Staying Present and Connected With Your Children
The first day of school has arrived, and I find the mother in me zeroing in on my kids and their needs. Do they have what they need to manage the day — the backpack with school supplies, a lunch that’s healthy and brain sustaining, and, despite the all-familiar butterflies, the confidence to greet the newness that the beginning of a school year brings?
As parents, we are well aware of the myriad of factors that contribute to a successful first day, week, and school year — some of these are the practical things like the backpack, school supplies, and lunch; but the more critical less-tangible factors are the qualities that are unique and personal to a child growing up.
As a retired 3rd grade teacher of 32 years, and a team member here at PassageWorks, I am reminded today that our children’s social-emotional health, what we call their “inner life” is at the very heart of what’s most important.
We define inner life as the essential aspect of human nature that
yearns for deep connection (to self, others, the community, and
the world), grapples with questions of meaning and purpose,
seeks genuine forms of self-expression, and longs to learn and grow.”
– p 32 The 5 Dimensions of Engaged Teaching
As parents, nurturing our selves is also vital.

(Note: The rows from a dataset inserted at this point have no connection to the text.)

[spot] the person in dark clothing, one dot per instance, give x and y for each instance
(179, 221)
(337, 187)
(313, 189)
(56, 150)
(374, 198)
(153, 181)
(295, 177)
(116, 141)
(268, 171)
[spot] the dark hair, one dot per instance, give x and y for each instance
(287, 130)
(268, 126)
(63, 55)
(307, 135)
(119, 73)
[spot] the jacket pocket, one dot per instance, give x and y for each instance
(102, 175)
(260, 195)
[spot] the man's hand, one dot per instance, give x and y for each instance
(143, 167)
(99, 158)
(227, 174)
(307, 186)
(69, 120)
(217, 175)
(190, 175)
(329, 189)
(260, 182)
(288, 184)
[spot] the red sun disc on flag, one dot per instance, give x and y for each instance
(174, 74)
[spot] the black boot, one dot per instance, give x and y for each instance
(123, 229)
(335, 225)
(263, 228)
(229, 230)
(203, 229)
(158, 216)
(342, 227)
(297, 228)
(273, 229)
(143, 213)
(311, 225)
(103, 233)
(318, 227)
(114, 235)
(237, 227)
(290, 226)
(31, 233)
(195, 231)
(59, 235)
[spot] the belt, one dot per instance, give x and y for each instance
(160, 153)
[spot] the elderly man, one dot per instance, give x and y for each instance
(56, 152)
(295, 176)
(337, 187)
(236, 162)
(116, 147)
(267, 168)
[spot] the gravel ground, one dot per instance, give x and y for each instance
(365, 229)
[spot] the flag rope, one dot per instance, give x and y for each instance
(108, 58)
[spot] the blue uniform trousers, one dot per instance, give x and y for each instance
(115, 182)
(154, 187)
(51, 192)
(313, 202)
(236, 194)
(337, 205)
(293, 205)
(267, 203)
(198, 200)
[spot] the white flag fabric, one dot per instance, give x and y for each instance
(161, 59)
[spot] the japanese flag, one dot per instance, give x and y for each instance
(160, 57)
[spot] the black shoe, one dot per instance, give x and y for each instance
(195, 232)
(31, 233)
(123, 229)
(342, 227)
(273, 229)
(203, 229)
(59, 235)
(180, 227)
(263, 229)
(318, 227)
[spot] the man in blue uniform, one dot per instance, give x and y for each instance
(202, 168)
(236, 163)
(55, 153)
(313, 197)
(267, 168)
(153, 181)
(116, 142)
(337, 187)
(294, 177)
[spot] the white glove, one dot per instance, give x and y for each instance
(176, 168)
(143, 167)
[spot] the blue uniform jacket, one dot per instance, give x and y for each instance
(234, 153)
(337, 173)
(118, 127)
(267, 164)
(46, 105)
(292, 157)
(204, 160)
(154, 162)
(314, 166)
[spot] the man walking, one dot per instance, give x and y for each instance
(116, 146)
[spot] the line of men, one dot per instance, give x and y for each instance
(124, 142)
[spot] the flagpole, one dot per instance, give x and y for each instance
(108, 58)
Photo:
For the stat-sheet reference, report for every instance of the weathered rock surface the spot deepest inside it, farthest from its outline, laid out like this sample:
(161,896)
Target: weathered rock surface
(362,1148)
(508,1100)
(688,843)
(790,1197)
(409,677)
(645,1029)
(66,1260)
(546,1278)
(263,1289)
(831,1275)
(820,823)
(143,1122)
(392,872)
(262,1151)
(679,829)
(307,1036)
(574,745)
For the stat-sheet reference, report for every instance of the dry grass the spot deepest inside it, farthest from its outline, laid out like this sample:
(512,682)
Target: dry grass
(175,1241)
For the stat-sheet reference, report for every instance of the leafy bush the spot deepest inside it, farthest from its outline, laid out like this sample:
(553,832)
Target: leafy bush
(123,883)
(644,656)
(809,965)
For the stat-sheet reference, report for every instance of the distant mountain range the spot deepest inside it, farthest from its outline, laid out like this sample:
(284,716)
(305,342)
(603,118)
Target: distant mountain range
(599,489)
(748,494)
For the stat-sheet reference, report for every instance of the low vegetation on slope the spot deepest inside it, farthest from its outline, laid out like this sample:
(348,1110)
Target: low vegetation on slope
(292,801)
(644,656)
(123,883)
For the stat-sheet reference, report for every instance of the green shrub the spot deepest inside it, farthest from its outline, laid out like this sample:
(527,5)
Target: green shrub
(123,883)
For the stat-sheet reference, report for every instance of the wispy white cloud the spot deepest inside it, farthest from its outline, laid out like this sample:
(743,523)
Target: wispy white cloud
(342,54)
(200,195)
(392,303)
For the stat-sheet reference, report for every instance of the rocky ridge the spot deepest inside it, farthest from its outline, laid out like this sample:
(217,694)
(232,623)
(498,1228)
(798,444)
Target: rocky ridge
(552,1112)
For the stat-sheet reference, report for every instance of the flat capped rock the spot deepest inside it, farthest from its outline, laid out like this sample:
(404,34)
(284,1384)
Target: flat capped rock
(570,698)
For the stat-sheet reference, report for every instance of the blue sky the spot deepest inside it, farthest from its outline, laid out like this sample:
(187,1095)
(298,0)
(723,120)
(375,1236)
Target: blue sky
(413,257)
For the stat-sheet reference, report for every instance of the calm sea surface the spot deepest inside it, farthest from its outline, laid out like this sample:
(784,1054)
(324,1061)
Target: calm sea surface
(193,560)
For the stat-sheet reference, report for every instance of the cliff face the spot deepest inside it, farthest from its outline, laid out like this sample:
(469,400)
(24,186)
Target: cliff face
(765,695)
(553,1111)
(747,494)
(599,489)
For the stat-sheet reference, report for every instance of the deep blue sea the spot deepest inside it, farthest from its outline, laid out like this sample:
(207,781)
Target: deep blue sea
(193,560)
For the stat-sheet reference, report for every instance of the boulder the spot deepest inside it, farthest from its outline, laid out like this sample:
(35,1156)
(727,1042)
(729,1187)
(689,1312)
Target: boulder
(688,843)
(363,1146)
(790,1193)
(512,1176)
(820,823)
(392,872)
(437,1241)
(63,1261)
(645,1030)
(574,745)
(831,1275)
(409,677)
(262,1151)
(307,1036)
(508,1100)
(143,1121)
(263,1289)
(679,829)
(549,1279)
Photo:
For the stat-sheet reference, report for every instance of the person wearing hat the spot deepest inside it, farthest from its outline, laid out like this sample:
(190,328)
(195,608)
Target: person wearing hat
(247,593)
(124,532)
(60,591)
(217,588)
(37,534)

Three practices that are key supports to our role as parents are: Self Care, Staying Present, and Connecting with our kids.
What does this mean for us as parents? It means that on this first day of school and the days that follow, it’s essential for us to take care of our selves and to nurture what fuels and sustains us, so that we can then have the emotional capacity to give to others. Just like the instruction we receive on airplanes — to put on our oxygen masks first!
What do these three ingredients look like in the home? For me, self-care means showering, meditating, and then giving myself the gift of some quiet think-time — a few moments of reflection about what this new day is bringing. How do I want to show up on this first day of school for my children? What do each of my teenage daughters need, as individuals, as they go out into the world today? Taking the time to ask and answer these questions brings me into the present moment. It brings me to a grounded and heart-centered place where I’m ready to connect and offer support.
Every family has its regular morning routines. I sit at the edge of each daughter’s bed, and check in with my daughters, one at a time — connecting my heart to theirs and allowing theirs to connect with mine. Slowly. Naturally.
With my fourteen year old, I acknowledge her efforts to finish her assigned summer reading and reassure her as a first day freshman. I let her know that I am here to help. With my 16 year old, it is about recognizing her efforts to complete a project she’ll use with the incoming freshmen that day, expressing my confidence in her leadership skills, and reminding her that I believe in her.
Being present with each and making connections.
When we remember to take the time to be present with our children, we talk about what is real, what their truth is at that moment — whatever that may be. By inviting our children to step into the conversation, they learn to be present, and identify their emotions and any needs they are experiencing. When we speak together in this way, we support the cultivation of their inner life and their abilities to express a full range of emotions. We’re teaching our children to know their “self” and to show up authentically and confidently in their world. Being in relationship with them in this way provides a model of how they can be in relationship with others.
Professor emeritus and author Robert Sylwester says this about the connection between emotions and learning, “Emotions drive attention, which drives learning, memory, and just about everything else.”
The research on the impact of social-emotional well-being on learning is clear — when students are emotionally connected to their families, teacher and classroom, they can pay attention, remember what is important, excel at academics, and thrive in school. As parents, we can support our children’s social-emotional growth every day, simply by inviting them to connect to themselves, to their home life and to their teachers and friends — giving them an opportunity to be seen and heard.
As parents, we all want our children to thrive. We want them to have a successful first day, week, and school year. The daily practices of Self-Care, Staying Present, and Connecting with our children supports us to be the parent we aspire to be. Most importantly, it helps our children to develop their unique gifts and to bring them to the world.